Here’s a basic table that shows the kind of comparisons boards often make during 15(c) reviews:
Aspect Reviewed | Fund A (charges 12b-1) | Peer Fund B (no 12b-1) |
---|---|---|
Expense Ratio | 1.50% | 0.30% |
12b-1 Fee | 1.00% | 0.00% |
5-Year Return | 6.2% | 7.8% |
Assets Under Management | $1.2B | $1.0B |
Net Flow | -$200M | +$100M |
If a fund charges more and delivers less, boards are expected to question it. But in practice, not all boards push back hard enough.
Why This Matters to Me as an Investor
I don’t get to vote directly on fees like 12b-1s. But through the 15(c) process, the independent directors are supposed to speak on my behalf.
Here’s what I now look for:
- In the prospectus or annual shareholder report, I check the section where the board explains why they approved the advisory contract. They’re required to summarize their 15(c) review and say whether the fees were found to be reasonable.

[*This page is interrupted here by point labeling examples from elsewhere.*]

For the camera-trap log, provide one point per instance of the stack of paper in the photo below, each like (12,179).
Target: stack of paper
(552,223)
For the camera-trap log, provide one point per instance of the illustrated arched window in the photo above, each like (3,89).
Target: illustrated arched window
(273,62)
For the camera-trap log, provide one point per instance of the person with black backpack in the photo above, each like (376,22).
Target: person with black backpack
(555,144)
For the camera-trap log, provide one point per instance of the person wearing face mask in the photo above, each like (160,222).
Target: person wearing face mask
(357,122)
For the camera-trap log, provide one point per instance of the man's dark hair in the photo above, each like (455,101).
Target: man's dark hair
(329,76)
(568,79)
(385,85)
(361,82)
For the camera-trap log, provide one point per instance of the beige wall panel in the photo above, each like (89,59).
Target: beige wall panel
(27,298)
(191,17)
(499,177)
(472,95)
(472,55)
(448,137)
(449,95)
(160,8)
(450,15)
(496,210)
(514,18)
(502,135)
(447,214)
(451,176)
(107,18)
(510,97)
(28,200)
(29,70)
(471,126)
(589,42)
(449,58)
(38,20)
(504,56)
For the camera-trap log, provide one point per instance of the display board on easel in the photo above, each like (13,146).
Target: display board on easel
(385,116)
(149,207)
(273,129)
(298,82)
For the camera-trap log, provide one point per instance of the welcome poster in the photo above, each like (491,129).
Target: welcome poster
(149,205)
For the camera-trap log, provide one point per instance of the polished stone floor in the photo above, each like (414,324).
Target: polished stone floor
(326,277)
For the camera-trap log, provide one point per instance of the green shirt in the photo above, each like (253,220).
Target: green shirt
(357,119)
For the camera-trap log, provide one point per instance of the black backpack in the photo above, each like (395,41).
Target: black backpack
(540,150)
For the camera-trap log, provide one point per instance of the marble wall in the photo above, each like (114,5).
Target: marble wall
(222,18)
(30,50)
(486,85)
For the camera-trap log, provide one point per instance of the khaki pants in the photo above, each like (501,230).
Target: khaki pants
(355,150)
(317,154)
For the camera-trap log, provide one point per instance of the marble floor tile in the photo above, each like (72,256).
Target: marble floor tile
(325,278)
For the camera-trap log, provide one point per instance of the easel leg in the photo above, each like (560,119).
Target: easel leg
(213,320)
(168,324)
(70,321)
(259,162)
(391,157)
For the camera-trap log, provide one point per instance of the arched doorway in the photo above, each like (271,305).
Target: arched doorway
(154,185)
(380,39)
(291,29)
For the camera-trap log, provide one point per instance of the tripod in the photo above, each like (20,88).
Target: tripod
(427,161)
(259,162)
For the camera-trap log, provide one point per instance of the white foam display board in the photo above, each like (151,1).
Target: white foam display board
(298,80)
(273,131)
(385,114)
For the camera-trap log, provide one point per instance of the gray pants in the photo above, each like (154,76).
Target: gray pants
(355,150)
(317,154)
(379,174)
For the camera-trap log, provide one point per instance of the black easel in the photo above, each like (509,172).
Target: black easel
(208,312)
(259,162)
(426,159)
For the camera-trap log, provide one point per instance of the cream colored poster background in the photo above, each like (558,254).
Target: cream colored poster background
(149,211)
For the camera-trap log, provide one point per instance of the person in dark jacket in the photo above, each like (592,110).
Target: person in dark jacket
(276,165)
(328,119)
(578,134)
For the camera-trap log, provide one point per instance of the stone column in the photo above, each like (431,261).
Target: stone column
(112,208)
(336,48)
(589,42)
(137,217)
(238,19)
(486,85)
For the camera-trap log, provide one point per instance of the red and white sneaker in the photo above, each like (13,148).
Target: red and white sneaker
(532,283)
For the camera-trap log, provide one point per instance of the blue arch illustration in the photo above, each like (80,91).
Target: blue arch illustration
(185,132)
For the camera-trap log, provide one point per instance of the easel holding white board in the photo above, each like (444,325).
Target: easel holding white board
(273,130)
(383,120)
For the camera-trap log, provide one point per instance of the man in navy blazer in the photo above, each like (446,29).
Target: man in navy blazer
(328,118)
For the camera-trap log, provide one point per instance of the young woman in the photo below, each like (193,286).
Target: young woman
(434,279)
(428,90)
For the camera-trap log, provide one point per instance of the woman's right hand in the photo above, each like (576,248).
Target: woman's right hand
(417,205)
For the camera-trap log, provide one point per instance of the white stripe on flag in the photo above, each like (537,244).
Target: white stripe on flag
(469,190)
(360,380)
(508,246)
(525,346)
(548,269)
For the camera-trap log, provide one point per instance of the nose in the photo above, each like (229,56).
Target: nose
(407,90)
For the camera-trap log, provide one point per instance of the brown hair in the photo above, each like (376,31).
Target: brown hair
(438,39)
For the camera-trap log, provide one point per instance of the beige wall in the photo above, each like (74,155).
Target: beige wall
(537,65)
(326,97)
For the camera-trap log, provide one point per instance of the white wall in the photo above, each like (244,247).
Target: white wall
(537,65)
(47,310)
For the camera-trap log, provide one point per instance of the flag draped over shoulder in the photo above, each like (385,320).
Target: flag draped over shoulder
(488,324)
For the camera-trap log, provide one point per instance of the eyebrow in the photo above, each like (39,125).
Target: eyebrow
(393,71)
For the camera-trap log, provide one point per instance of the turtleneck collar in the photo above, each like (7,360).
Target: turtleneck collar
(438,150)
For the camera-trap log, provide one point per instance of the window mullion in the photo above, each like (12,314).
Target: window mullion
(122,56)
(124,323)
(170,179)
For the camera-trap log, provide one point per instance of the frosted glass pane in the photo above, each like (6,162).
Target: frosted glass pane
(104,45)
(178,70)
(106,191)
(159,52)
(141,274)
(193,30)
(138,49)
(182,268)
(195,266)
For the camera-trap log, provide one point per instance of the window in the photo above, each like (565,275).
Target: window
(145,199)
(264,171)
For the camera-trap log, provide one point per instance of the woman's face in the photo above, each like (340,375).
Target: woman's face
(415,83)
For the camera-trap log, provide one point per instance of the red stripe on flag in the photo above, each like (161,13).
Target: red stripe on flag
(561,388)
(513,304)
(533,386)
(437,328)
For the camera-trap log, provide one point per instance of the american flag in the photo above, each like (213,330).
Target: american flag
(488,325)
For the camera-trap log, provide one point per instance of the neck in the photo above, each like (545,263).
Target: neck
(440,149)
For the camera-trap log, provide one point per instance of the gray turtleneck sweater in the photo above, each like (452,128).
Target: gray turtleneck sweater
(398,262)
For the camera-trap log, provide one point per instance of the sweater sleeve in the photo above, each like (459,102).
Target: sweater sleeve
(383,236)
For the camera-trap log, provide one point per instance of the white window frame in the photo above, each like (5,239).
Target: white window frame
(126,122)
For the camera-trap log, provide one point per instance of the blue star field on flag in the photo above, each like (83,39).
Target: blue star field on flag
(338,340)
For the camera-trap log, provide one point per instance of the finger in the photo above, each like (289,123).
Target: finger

- If the explanation seems generic or boilerplate, I get suspicious.
- If the board is full of insiders or has a long history of approving high fees without question, I steer clear.
SEC Scrutiny on 12b-1 and 15(c)
The SEC has raised concerns in recent years about how effectively boards review 12b-1 fees. Some critics argue that the 15(c) process is often too cozy and rubber-stamped. That’s why the SEC has periodically suggested reforms, including more transparent disclosures about:
- Actual benefits to shareholders from 12b-1 expenditures
- Fee breakpoints passed on due to asset growth
- Competitive analysis of peer funds’ fees and performance
What I Do Differently Now
Once I understood how 12b-1 fees fit into the larger picture of fund governance and 15(c) reporting, I started:
- Favoring no-load mutual funds with 0% 12b-1 fees
- Reading fund reports, not just performance charts
- Checking the board composition—looking for independence and turnover
- Using low-cost providers like Vanguard and Fidelity, where the incentive structure aligns more with investors
Final Thoughts
I don’t think most investors realize that 12b-1 fees are still being reviewed and justified every single year by a board of directors through the 15(c) process. It’s not something flashy or widely advertised, but it’s the mechanism that gives us some form of protection from excessive or unjustified fees.
If I’m paying for marketing through a 12b-1 fee, I want to know who approved it and why—and that’s where 15(c) reporting comes in. It doesn’t mean fees will go away, but it gives me the tools to make smarter choices and invest in funds that put me first—not their distribution partners.